Tuesday, 28 July 2009

Afghanistan: majority opposition to occupation

It is reassuring to discover, from the Independent's new poll, that a majority of the British public remain opposed to our troops occupying (with other NATO forces) Afghanistan. The media campaign to stir patriotism and rally support for the war has evidently had little impact. Likewise the Tories' efforts to make alleged under-resourcing of UK troops the central political issue. The poll findings indicate that many people realise the crucial issue is in fact the presence of troops in the first place - not the state of their helicopters or weaponry.

Most importantly, 52% want an immediate end to the occupation. This is enormously impressive when you consider that virtually no mainstream political or media voices express such a viewpoint. The whole debate around Afghanistan, in Westminster and in newspaper columns, is premised on the assumption that obviously troops must remain. The differences concern technicalities and the defence budget: exactly how much money should we spending on the occupation?

The anti-war movement remains vital for promoting the case for immediate withdrawal of the troops. Stop the War and its partner organisations have a unique track record of mobilising large demonstrations against war and occupation. It's likely there will be a major national demo in November (probably 14 November, co-inciding with NATO defence ministers' summit in Scotland and the anniversary of the invasion in 2001).

There's also a big Edinburgh demo in the pipeline, for the same day, to take the message direct to the politicans waging this war. And Stop the War is calling on local groups everywhere to initiate protests when the toll of British military dead reaches 200 (it's currently 191).

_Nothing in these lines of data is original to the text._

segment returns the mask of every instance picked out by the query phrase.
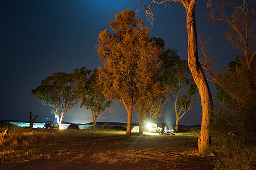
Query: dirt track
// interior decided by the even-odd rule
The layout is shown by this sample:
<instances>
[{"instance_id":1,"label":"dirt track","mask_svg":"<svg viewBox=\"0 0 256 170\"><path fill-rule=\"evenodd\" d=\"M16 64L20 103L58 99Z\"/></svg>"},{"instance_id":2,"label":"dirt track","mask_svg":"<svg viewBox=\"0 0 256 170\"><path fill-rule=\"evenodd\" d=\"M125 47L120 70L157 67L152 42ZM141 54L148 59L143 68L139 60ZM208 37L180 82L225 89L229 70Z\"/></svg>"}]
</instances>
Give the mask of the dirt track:
<instances>
[{"instance_id":1,"label":"dirt track","mask_svg":"<svg viewBox=\"0 0 256 170\"><path fill-rule=\"evenodd\" d=\"M28 151L27 155L5 161L0 169L212 169L214 158L197 154L197 139L196 136L133 135L126 138L85 135L40 146L14 147L16 153Z\"/></svg>"}]
</instances>

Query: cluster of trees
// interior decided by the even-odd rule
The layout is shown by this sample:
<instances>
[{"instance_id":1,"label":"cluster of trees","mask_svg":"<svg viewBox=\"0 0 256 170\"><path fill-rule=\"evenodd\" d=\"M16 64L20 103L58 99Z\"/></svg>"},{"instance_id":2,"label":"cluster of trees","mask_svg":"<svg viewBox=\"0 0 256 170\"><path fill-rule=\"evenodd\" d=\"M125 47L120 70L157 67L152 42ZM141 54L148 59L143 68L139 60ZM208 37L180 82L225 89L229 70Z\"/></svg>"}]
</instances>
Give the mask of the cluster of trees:
<instances>
[{"instance_id":1,"label":"cluster of trees","mask_svg":"<svg viewBox=\"0 0 256 170\"><path fill-rule=\"evenodd\" d=\"M164 51L163 40L151 38L143 24L143 20L135 18L134 11L127 9L110 22L113 35L105 29L98 37L98 54L104 64L99 69L104 93L125 105L127 137L130 135L133 110L137 111L142 133L144 119L159 115L166 103L163 99L170 92L175 99L177 130L179 120L191 108L197 92L187 61L180 60L174 50ZM183 89L185 94L180 95ZM154 108L158 113L152 113Z\"/></svg>"},{"instance_id":2,"label":"cluster of trees","mask_svg":"<svg viewBox=\"0 0 256 170\"><path fill-rule=\"evenodd\" d=\"M98 36L97 49L104 68L92 73L85 67L71 74L55 73L32 91L35 97L52 107L59 124L78 104L90 109L93 129L110 100L117 100L127 112L126 135L130 137L133 111L138 114L142 133L145 120L151 121L164 115L162 110L171 94L177 130L179 120L195 103L197 89L187 61L180 60L175 50L164 50L164 41L151 38L143 23L135 18L134 11L117 14L110 22L113 35L106 29Z\"/></svg>"},{"instance_id":3,"label":"cluster of trees","mask_svg":"<svg viewBox=\"0 0 256 170\"><path fill-rule=\"evenodd\" d=\"M112 33L105 29L99 34L97 47L104 67L100 67L96 74L98 79L97 79L94 86L92 86L93 89L95 91L95 87L102 86L99 86L98 90L101 91L101 96L100 96L105 99L105 102L106 97L117 100L123 104L127 112L127 136L130 136L133 110L137 110L139 116L140 131L142 132L142 122L145 119L151 120L158 115L162 115L161 110L168 96L171 94L174 97L177 125L179 120L195 103L194 95L198 90L202 106L201 128L198 139L199 152L204 152L209 148L211 120L212 128L212 128L213 130L211 134L218 139L218 142L224 150L228 148L230 143L242 143L245 145L241 146L247 147L250 148L249 150L254 150L255 144L252 141L255 131L253 121L255 120L256 54L254 1L241 0L241 3L239 3L240 1L236 3L237 2L233 1L214 1L219 2L216 5L212 2L213 1L207 1L208 7L211 7L213 10L210 17L229 25L230 29L226 32L226 37L234 48L241 50L241 55L229 65L229 70L224 73L215 73L209 67L211 60L207 55L204 41L200 42L204 62L201 62L203 60L200 61L198 57L195 11L197 0L165 0L160 2L152 0L148 7L145 7L143 1L139 1L143 2L144 6L142 7L151 19L154 19L154 16L150 9L155 3L174 1L181 3L184 6L188 32L188 62L180 60L174 50L164 50L163 41L151 38L148 28L142 26L143 21L135 19L135 12L129 9L117 14L115 16L115 21L110 22ZM225 8L227 7L229 8L226 10ZM219 103L215 107L214 114L210 91L202 67L210 76L210 79L208 80L216 84L218 91L216 99ZM93 102L88 99L90 90L87 90L89 88L86 87L86 81L82 82L80 80L80 83L77 84L79 84L77 90L74 87L65 91L79 91L76 94L84 96L78 97L83 99L82 105L92 109L93 108L89 107L88 102ZM72 82L69 83L72 84ZM83 83L85 84L81 85ZM49 85L44 84L42 81L41 86L51 86L51 83L48 83ZM60 87L59 88L60 92L61 91L62 88ZM86 90L84 91L84 89ZM91 94L94 92L93 91ZM181 92L184 94L180 95ZM50 103L51 101L46 100L42 95L37 95L36 92L33 94L36 97L44 100L46 104ZM58 92L55 96L64 96L64 94ZM52 98L56 97L55 96ZM94 95L90 96L95 97ZM65 103L63 101L58 102ZM75 104L79 100L75 100L72 103ZM108 104L105 103L102 109L108 107ZM63 105L63 110L68 109L65 104ZM57 105L53 108L55 108L55 113L58 113L59 108ZM94 108L93 112L97 112L97 110ZM240 126L240 131L235 128L238 125ZM216 129L221 130L221 135ZM242 134L243 135L240 135ZM238 143L236 143L237 142ZM227 157L232 158L229 160L233 160L232 156L238 155L233 155L233 153L229 151L220 155L227 155ZM238 151L247 153L242 151L242 149ZM250 155L251 156L247 160L250 163L246 164L249 165L248 167L251 165L250 160L253 160L254 156L253 154ZM218 160L221 168L225 167L221 159ZM238 167L234 167L236 169Z\"/></svg>"},{"instance_id":4,"label":"cluster of trees","mask_svg":"<svg viewBox=\"0 0 256 170\"><path fill-rule=\"evenodd\" d=\"M43 104L52 107L59 125L65 114L77 104L90 109L94 129L98 116L111 104L102 94L104 88L98 82L97 70L92 73L82 67L73 73L54 73L42 80L31 92Z\"/></svg>"},{"instance_id":5,"label":"cluster of trees","mask_svg":"<svg viewBox=\"0 0 256 170\"><path fill-rule=\"evenodd\" d=\"M229 0L216 0L211 1L208 0L207 1L207 7L210 7L212 10L212 12L210 16L214 20L223 22L229 24L230 29L226 32L226 37L230 40L230 44L236 49L241 51L241 55L234 62L231 62L229 64L230 70L226 70L222 73L214 74L211 71L209 68L210 66L211 58L209 58L206 56L205 53L205 41L200 41L201 45L202 52L205 57L204 62L201 62L201 66L205 69L210 76L210 79L208 80L212 81L217 84L217 88L219 91L217 95L218 101L221 101L221 108L217 106L216 108L216 112L213 115L213 103L211 97L210 90L209 88L207 79L203 72L201 66L200 64L200 61L198 58L197 53L197 36L196 26L196 18L195 18L195 7L197 0L164 0L158 2L156 0L151 1L149 6L145 7L145 3L142 0L139 0L142 2L143 6L142 7L146 10L146 14L149 16L150 19L154 20L154 17L152 12L150 12L150 10L154 4L165 3L167 2L175 2L181 3L185 7L186 10L186 20L187 20L187 28L188 31L188 60L189 69L191 71L193 79L196 84L199 90L199 94L201 97L201 103L202 105L202 123L201 131L198 140L198 146L200 152L205 152L208 150L209 145L209 128L210 128L210 120L212 119L212 126L214 126L218 125L217 128L220 128L224 131L228 133L228 134L234 134L233 131L230 131L230 128L221 128L225 127L226 125L233 125L234 127L237 123L237 125L240 118L242 118L246 117L245 120L252 120L253 121L255 120L255 111L251 109L252 105L255 105L255 55L256 51L255 50L255 1L251 0L241 0L241 1L229 1ZM236 69L234 69L236 68ZM233 70L233 71L232 71ZM229 98L227 97L229 96ZM220 99L221 98L222 99ZM230 100L230 99L233 100ZM248 104L248 107L246 106ZM239 106L240 109L237 107ZM243 106L242 107L242 105ZM235 107L236 106L236 107ZM220 108L221 110L224 110L223 108L229 108L230 109L226 110L224 112L219 112ZM235 109L231 108L236 108ZM243 109L242 109L243 108ZM246 109L246 108L247 109ZM243 112L243 109L246 109L246 112ZM218 110L218 111L217 111ZM231 111L232 110L232 111ZM231 111L231 112L230 112ZM224 113L223 114L220 113ZM246 113L251 113L247 114ZM218 119L218 114L225 115L226 118L226 121L222 121L222 118ZM239 115L243 115L240 117ZM220 116L220 118L221 117ZM237 122L236 123L231 123L228 121L229 118L230 120L234 121L233 118L236 117ZM238 118L240 117L240 118ZM223 117L222 117L223 118ZM228 122L229 124L227 124ZM243 122L241 121L241 122ZM245 124L245 121L243 125L239 127L240 129L246 129L247 128L250 127L249 129L251 130L246 130L248 134L250 134L250 138L247 138L249 141L252 141L255 131L254 124ZM218 122L216 123L216 122ZM246 124L246 126L245 126ZM214 126L217 128L216 126ZM212 128L216 131L216 128ZM221 132L220 131L218 132ZM241 134L243 134L240 131ZM215 137L220 139L220 146L221 149L225 150L225 147L229 144L230 140L226 140L227 138L224 138L225 135L222 135L221 133L215 133ZM238 137L238 135L234 135L233 137ZM241 138L239 140L242 139ZM228 138L230 139L230 138ZM239 138L237 138L239 139ZM245 139L245 138L243 138ZM238 141L239 141L238 140ZM246 143L244 141L242 141L243 143ZM250 142L249 142L250 143ZM223 144L225 143L225 144ZM234 143L236 143L234 142ZM249 145L249 149L248 150L255 151L255 147L251 150L251 146L255 144ZM226 147L226 148L229 148ZM232 147L233 152L230 152L232 149L225 153L220 154L221 158L228 160L226 162L225 165L224 162L220 161L221 167L220 168L240 169L243 168L250 169L253 167L253 162L255 160L255 156L247 156L246 160L241 161L243 156L240 156L240 153L243 152L246 155L247 152L244 152L242 150L236 150L236 146L233 146ZM238 151L237 153L236 152ZM254 155L255 154L253 154ZM220 156L219 155L219 156ZM235 157L240 157L240 161L238 161L239 163L237 164L236 160L238 160ZM254 158L254 159L253 158ZM221 159L218 159L221 160ZM236 161L234 161L236 160ZM222 159L223 160L223 159ZM247 162L246 162L247 161ZM232 162L233 162L233 163ZM225 162L225 161L224 161ZM234 163L234 162L236 162ZM241 163L242 162L242 163ZM230 165L236 164L234 167L231 167ZM237 165L243 165L239 167ZM244 165L245 165L245 166ZM226 165L226 167L225 167ZM230 168L231 167L231 168Z\"/></svg>"}]
</instances>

These protests will commemorate the Afghan dead as well as military personnel killed in the conflict.


  1. Don't forget the Rage Against New Labour demonstration in Brighton on the 27th September - now backed by Stop The War as well as four major Trade Unions.

  2. Good point - both the 27 Sept demo and any protests at the G20 finance ministers' meetings (Scotland around 7 November)will be a chance to link the issues of war and the jobs crisis.